I've never heard of a choice of how to organize hubs that doesn't work... just choices that are better for an individual's situation. My choices were to slice my home into logical areas... Upstairs and Downstairs initially. I wanted to limit the number of devices to 65 per hub.. 65 is just MY arbitrary dart throw. I achieved my goals. Each hub runs the Rules it needs for the devices attached. A 3rd "coordinator" hub has all the Internet facing tasks/drivers and I continue to use HubConnect vs HubMesh to share devices between hubs. Each hub has a connection to Node-Red for any specialized Rules I may choose.
I checked the Docs but cannot find a clear answer to this: Does HubMesh™ allow you to migrate Rules and/or Virtual Devices between hubs? (That would be neat if it could.)
Or is it intended solely to allow control and sync of locally-connected hubs?
I think this is actually a personal question and really relies on your personal preferences.
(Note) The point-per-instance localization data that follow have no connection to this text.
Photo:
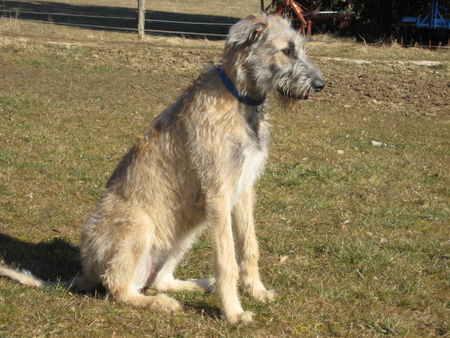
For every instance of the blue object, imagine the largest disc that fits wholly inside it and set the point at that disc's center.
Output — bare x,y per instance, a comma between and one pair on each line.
433,20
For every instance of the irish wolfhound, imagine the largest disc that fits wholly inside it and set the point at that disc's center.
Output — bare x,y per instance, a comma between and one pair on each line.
195,169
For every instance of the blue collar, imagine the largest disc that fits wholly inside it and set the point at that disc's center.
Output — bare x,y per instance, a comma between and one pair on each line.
233,90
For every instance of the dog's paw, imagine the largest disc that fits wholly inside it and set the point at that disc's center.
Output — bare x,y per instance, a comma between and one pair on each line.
244,317
166,304
263,295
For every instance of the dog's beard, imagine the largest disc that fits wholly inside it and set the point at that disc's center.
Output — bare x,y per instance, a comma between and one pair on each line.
289,103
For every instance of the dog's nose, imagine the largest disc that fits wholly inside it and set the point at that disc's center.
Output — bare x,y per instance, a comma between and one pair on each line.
318,84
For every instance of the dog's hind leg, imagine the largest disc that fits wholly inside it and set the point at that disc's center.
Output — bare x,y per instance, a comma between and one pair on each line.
247,248
165,280
130,267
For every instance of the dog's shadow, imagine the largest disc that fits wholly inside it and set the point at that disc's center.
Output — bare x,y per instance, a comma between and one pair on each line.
51,260
57,259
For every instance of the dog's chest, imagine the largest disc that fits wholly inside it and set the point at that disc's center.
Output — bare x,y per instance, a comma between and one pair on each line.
252,165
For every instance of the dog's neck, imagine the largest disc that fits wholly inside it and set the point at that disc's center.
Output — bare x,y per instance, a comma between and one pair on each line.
230,80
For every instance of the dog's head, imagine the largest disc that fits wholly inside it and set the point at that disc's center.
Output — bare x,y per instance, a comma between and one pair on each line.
268,54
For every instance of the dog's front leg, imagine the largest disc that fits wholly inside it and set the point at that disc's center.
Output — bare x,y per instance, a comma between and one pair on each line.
226,268
247,248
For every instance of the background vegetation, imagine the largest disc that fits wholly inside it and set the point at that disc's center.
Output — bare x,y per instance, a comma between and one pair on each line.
352,211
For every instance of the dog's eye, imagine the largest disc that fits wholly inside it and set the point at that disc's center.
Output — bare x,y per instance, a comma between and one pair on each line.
290,52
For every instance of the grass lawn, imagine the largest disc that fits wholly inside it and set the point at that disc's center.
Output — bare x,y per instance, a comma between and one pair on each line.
352,212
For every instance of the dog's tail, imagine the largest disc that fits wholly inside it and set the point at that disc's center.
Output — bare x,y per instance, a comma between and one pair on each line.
26,278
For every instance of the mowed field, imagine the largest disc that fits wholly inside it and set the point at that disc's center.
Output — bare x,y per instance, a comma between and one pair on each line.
352,212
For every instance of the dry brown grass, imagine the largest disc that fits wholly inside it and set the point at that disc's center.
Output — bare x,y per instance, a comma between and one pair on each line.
354,236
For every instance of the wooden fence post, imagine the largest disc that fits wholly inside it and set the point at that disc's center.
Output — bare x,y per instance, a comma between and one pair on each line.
141,18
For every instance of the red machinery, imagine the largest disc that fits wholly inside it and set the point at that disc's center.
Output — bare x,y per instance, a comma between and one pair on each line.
306,21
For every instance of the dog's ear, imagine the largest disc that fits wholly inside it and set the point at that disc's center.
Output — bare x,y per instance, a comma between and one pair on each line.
247,31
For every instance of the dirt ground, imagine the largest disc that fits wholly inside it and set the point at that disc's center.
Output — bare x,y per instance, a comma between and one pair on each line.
352,211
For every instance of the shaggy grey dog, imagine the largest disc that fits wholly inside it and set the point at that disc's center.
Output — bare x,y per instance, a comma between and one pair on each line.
196,168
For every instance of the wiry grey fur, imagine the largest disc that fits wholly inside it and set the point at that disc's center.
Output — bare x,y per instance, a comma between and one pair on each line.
196,168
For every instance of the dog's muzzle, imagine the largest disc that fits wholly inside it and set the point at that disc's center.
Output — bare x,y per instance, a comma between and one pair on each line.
317,85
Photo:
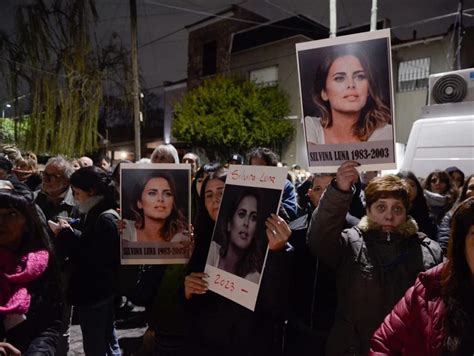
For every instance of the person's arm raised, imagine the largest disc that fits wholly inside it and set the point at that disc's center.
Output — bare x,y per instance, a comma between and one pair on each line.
324,233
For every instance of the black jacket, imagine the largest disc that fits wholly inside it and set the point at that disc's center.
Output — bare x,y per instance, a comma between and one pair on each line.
93,250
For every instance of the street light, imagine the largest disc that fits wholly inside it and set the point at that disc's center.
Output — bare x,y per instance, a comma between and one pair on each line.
3,110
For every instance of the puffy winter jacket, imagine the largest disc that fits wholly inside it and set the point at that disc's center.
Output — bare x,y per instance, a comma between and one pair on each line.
414,327
374,269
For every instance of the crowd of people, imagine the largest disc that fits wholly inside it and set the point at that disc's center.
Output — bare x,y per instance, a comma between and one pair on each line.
357,263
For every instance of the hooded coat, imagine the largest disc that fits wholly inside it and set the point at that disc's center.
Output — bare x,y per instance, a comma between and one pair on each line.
373,268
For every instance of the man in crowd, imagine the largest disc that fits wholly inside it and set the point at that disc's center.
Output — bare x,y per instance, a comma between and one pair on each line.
55,196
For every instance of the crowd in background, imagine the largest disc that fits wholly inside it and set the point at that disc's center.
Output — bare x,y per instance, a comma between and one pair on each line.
342,275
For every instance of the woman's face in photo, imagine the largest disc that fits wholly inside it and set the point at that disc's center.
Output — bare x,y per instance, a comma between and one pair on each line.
157,199
347,87
12,227
212,197
244,222
437,184
412,189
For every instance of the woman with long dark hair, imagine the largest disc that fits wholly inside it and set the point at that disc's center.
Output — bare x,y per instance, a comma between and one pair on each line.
30,304
219,326
158,218
436,315
93,250
444,231
440,194
375,262
350,105
418,206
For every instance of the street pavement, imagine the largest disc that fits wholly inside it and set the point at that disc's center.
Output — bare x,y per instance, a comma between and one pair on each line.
130,327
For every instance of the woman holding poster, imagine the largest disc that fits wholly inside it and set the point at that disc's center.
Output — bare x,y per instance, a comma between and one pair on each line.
239,251
375,261
219,326
157,216
348,100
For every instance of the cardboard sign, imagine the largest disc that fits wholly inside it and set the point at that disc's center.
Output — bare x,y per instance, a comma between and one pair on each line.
238,250
347,101
155,207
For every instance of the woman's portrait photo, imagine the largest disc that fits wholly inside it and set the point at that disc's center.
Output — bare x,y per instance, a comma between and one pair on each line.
239,243
155,205
345,92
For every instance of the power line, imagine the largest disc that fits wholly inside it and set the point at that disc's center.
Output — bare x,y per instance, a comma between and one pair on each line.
268,24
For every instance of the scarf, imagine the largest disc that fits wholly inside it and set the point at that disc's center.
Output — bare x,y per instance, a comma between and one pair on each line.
15,275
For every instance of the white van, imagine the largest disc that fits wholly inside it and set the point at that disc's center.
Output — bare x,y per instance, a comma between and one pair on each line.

I think something to remember is that the biggest differences between the C5 to the C7 to the C8 are largely about the radio's included and not really CPU or Memory. So in theory CPU/Memory tasks shouldn't be to much of a reason to split unless you are actually running out of them.
I personally have one C7 driving my entire house. I have over 120 devices of which 52 are Zwave and probably 20 Zigbee devices. Then a fairly good portion of Wifi devices and a handful of virtual. Other then a few device edge cases my setup runs very well. The C7 doesn't really struggle with them at all
I am pondering the idea of splitting my Lan stuff from the C8, but it is just a thought right now as it all runs fine probably 99% of the time.
I would say try to keep it all as simple as possible unless there is a good known reason to change it.
A good break down is this. Hub A contains some devices and Rule machine. Hub B contains a few devices and may or may not have rule machine. For the moment we'll say it doesn't. 3 Devices are shared via hub mesh on B to A. Hub A now sees these essentially as devices in it's own device list. Hub A executes rules with shared device in it's list and device does what it does. Hub B in the mean time is content having it's devices do whatever. But lo and behold. Room Lighting gets put on Hub B and has rules set up to control it's devices as well as a shared device from Hub A and RL executes it's rules regardless that it's local stuff is shared to Hub A. Hub A doesn't care because it doesn't interfere with what it's doing. Basically you're making one giant hub.
Thank you all for your input. This helps. I need to ponder more. I think C8 is something I am going to need. Between radios, thread/matter coming out later and other items this is a progression of moving forward. I need to figure out how much legacy I want to carry and what that should look like.